Rodrigo Frez-Hidalgo aus Wien am 30.03.2021

Bewertungsnummer: 796687

Bewertet: Schulbuch (Taschenbuch)

Dieses große Werk der Weltliteratur setzt dort an, wo ein Mann seine Koffer packt, um sich selbst zu zu begegnen. Als Untermieter in einer Phantasie, zieht der Alte nachts in stetig neue Abenteuer, bei denen er als Ausharrender fungiert, als sterbender alter Wolf, der einem Rudel der Jugend folgend, endlich das verlebt, was er vielleicht nie gehabt hat. Als teilnehmender Beobachter seiner eigenen Welt, spielt und flirtet er als Vornehmer aber Verblasster mit der güldnen Haut straffer Windhunde, die sich zwischen den Lichtern und Schatten wie Sonnengötter zeigen.
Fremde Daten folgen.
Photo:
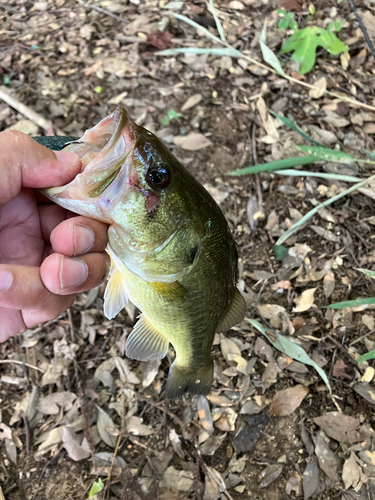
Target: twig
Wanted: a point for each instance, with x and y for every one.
(112, 463)
(102, 11)
(16, 362)
(242, 55)
(29, 113)
(28, 433)
(363, 29)
(257, 180)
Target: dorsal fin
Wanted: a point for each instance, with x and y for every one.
(235, 314)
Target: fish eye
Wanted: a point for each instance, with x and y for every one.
(158, 176)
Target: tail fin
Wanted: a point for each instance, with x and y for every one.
(182, 380)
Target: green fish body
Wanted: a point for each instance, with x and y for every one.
(172, 253)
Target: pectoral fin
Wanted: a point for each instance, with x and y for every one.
(116, 294)
(235, 314)
(145, 343)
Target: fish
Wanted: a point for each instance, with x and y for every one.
(171, 249)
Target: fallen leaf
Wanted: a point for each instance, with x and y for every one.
(305, 301)
(177, 480)
(329, 284)
(339, 370)
(270, 474)
(191, 102)
(249, 434)
(192, 142)
(351, 472)
(204, 414)
(311, 477)
(288, 400)
(338, 426)
(160, 39)
(320, 86)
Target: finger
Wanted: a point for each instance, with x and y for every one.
(24, 162)
(78, 235)
(21, 288)
(65, 275)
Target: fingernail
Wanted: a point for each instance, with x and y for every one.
(83, 239)
(68, 157)
(73, 272)
(6, 279)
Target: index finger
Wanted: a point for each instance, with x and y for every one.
(25, 163)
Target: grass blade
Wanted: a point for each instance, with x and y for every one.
(327, 154)
(217, 21)
(289, 123)
(275, 165)
(215, 51)
(323, 175)
(369, 301)
(197, 26)
(312, 212)
(291, 349)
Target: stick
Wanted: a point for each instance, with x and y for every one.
(363, 29)
(29, 113)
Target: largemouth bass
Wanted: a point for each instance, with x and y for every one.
(172, 253)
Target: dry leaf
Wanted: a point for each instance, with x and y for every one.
(305, 301)
(288, 400)
(340, 427)
(329, 284)
(204, 414)
(192, 142)
(191, 102)
(351, 472)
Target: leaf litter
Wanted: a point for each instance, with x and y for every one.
(89, 396)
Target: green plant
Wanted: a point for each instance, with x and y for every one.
(304, 43)
(287, 20)
(171, 115)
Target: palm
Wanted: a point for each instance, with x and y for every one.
(21, 236)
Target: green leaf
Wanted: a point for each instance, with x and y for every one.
(353, 303)
(171, 115)
(303, 43)
(96, 488)
(276, 165)
(283, 23)
(279, 251)
(293, 126)
(322, 175)
(291, 349)
(366, 271)
(327, 154)
(268, 55)
(366, 357)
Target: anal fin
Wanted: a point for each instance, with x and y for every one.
(145, 343)
(116, 293)
(235, 314)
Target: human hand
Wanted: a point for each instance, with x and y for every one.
(47, 255)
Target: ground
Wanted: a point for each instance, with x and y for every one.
(79, 410)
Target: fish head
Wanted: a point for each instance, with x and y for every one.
(131, 181)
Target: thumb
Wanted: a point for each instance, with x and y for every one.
(25, 163)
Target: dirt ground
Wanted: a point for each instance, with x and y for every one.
(79, 410)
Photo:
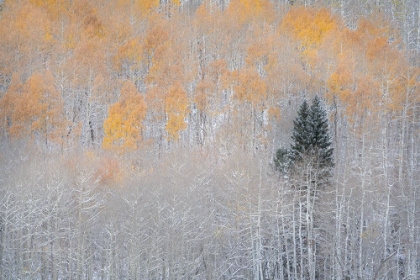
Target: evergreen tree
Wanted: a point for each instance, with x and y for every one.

Nur er selbst scheint zu ahnen, dass er in einem letzten aufbäumen trotz erdachter Liebe seiner jungen Freunde, immer nur geduldet wird. Niemals wird er, wird der Reisende, sein Ziel erreichen. Niemals wird er wahrhaftig Teil eines Rudels werden. Der Steppenwolf steht allein, einen Mond anheulend, den er liebestoll nie rühren wird können. Beschämt, seiner endlosen Reise gewahr, kann er schließlich nur verglühen und vergehen, seine Koffer wieder packen und aus der Phantasie ausziehen, der er sein Geheule hinterlässt. Ein Testament der Einsamkeit, wird der Steppenwolf sich nie erreichen.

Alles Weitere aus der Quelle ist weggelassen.